SUMMIT, N.J. - A New Jersey feminist group, American League of Ladies in Power, is protesting a media giant over its broadcast of an I Love Lucy episode that hinders the power and equality of women, objectifying females and enforcing roles upon them.
The episode, which features a classically entertaining plot of gender reversal in which Ricky and Fred tend to the housework and Lucy and Ethel go out into the phallo-dominated "working world" of the 1950s, aired on TVLand at 10:30 am on September 28, 2008.
The iconic episode, entitled 'Lucy and Ethel Get Jobs', includes the timeless scene where Lucy and Ethel stuff chocolates in their mouths to keep the assembly line manager from realizing that they are not up to par to the task of wrapping chocolates - and ends with the girls receiving the ironic, but hilarious, gift of chocolates from Ricky and Fred as a truce.
"The episode in which Ricky and Fred call housework 'easy' and the implication that entering the working world is 'just for men' is a repugnant, chauvinistic approach to the complexity of womanhood," ALLY founder and president, Eileen Norvitz, said.
ALLY, whose members have already drafted a dozen protest letters to the network and plan to stage a rally against the Viacom faction on Monday, have echoed similar sentiments about that first episode of "Bewitched" where Darrin Stephens orders Samantha not to use her witchcraft.
"Just because he's a man, he should have power over her?" Norvitz complained about the highly entertaining fictional 1960s sitcom featuring fictional characters with fictional superpowers. "I would've twitched my nose and sent him back to the Dark Ages where he belongs. I'm not even going to mention Gladys Kravitz, who exemplifies the ill-conceived notion that housewives are mindless and gossipy fools."
Critics of the movement, like everyone who is not a feminist, had a differing point of view. Norman Fisher, a 38 year-old technology consultant, had doubts about ALLY's movement.

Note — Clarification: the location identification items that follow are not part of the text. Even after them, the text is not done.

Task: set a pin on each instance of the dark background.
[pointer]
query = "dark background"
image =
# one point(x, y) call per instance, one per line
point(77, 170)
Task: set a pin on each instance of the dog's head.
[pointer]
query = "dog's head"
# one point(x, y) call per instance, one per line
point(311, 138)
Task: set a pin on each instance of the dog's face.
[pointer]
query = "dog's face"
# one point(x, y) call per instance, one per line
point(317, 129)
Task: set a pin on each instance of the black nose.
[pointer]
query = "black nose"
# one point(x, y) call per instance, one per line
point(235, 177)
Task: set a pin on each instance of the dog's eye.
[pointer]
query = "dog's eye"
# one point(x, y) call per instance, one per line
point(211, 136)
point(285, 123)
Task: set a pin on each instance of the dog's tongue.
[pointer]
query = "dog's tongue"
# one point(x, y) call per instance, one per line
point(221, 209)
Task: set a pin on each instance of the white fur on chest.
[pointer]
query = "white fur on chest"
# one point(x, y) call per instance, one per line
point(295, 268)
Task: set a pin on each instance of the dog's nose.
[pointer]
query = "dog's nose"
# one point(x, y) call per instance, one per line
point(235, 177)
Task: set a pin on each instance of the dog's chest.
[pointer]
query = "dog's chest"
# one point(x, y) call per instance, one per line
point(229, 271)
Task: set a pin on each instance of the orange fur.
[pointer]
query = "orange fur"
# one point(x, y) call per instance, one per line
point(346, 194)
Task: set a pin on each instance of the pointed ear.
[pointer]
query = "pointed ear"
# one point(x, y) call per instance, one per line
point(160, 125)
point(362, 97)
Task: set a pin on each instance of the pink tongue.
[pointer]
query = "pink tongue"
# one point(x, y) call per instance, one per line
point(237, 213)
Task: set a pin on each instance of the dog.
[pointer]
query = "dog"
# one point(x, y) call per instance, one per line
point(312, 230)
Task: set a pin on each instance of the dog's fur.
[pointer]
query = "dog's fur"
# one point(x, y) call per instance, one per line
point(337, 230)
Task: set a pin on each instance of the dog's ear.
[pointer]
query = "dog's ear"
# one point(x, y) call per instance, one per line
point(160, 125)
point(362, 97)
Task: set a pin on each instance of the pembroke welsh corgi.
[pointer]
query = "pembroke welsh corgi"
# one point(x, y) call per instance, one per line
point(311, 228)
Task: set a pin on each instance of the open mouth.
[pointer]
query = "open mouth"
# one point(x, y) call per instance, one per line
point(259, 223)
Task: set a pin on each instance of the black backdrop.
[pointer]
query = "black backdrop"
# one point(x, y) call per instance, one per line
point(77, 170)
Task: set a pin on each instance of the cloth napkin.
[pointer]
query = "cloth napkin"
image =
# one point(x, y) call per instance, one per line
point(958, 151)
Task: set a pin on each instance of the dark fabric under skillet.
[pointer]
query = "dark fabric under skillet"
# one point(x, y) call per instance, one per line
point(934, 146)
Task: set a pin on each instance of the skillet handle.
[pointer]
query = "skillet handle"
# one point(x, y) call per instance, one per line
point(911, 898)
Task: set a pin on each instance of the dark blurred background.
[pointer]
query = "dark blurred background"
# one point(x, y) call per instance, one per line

"Besides, everyone knows TVLand doesn't even have good shows on anymore, and it's the same shit everybody else has in syndication. If I were the group, I'd be more concerned about protesting their new programming direction," says Peterson. "I mean, what happened to iconic classics like 'Taxi' and 'Mary Tyler Moore'? I've already seen every horrible 'Just Shoot Me' episode - on NBC, because the show just fucking ended," Fisher said.